# Tutorial 3: SQL Analytics in Databricks

## Overview
This notebook covers SQL operations in Databricks:
- SQL Fundamentals with Spark SQL
- Advanced SQL techniques (Window functions, CTEs)
- Data warehousing concepts (Tables, Views, Optimization)

**Key Concepts:**
- Spark SQL: Query DataFrames using SQL syntax
- Temp Views: Create temporary SQL-queryable tables
- Persistent Tables: Store data in Delta Lake format
- Query Optimization: Improve query performance

In [0]:
# Import libraries
from pyspark.sql import functions as F
from pyspark.sql.window import Window

# Load datasets
customer_df = spark.read.csv("/Volumes/workspace/sample/datasets/customer_data.csv", header=True, inferSchema=True)
products_df = spark.read.csv("/Volumes/workspace/sample/datasets/products.csv", header=True, inferSchema=True)
sales_df = spark.read.csv("/Volumes/workspace/sample/datasets/sales_data.csv", header=True, inferSchema=True)

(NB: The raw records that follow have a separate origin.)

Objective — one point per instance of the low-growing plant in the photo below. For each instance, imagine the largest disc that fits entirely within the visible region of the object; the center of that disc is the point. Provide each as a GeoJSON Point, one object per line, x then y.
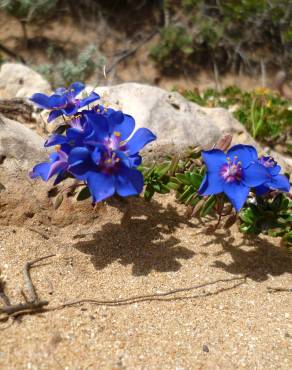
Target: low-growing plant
{"type": "Point", "coordinates": [96, 146]}
{"type": "Point", "coordinates": [266, 115]}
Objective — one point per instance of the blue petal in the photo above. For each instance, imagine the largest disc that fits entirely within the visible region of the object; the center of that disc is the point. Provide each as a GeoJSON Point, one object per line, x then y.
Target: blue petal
{"type": "Point", "coordinates": [40, 170]}
{"type": "Point", "coordinates": [135, 160]}
{"type": "Point", "coordinates": [80, 170]}
{"type": "Point", "coordinates": [261, 189]}
{"type": "Point", "coordinates": [101, 186]}
{"type": "Point", "coordinates": [100, 126]}
{"type": "Point", "coordinates": [96, 155]}
{"type": "Point", "coordinates": [140, 138]}
{"type": "Point", "coordinates": [274, 170]}
{"type": "Point", "coordinates": [76, 88]}
{"type": "Point", "coordinates": [77, 155]}
{"type": "Point", "coordinates": [212, 184]}
{"type": "Point", "coordinates": [129, 182]}
{"type": "Point", "coordinates": [214, 159]}
{"type": "Point", "coordinates": [54, 114]}
{"type": "Point", "coordinates": [70, 109]}
{"type": "Point", "coordinates": [246, 154]}
{"type": "Point", "coordinates": [236, 193]}
{"type": "Point", "coordinates": [279, 182]}
{"type": "Point", "coordinates": [56, 140]}
{"type": "Point", "coordinates": [60, 90]}
{"type": "Point", "coordinates": [255, 175]}
{"type": "Point", "coordinates": [89, 99]}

print("Datasets loaded successfully!")

## 1. SQL Fundamentals

### Creating Temporary Views

**Concept:** Temporary views allow you to query DataFrames using SQL

**Syntax:**
- `.createOrReplaceTempView("view_name")`: Session-scoped view
- `.createOrReplaceGlobalTempView("view_name")`: Global view (access with `global_temp.view_name`)

In [0]:
# Create temporary views for SQL queries
customer_df.createOrReplaceTempView("customers")
products_df.createOrReplaceTempView("products")
sales_df.createOrReplaceTempView("sales")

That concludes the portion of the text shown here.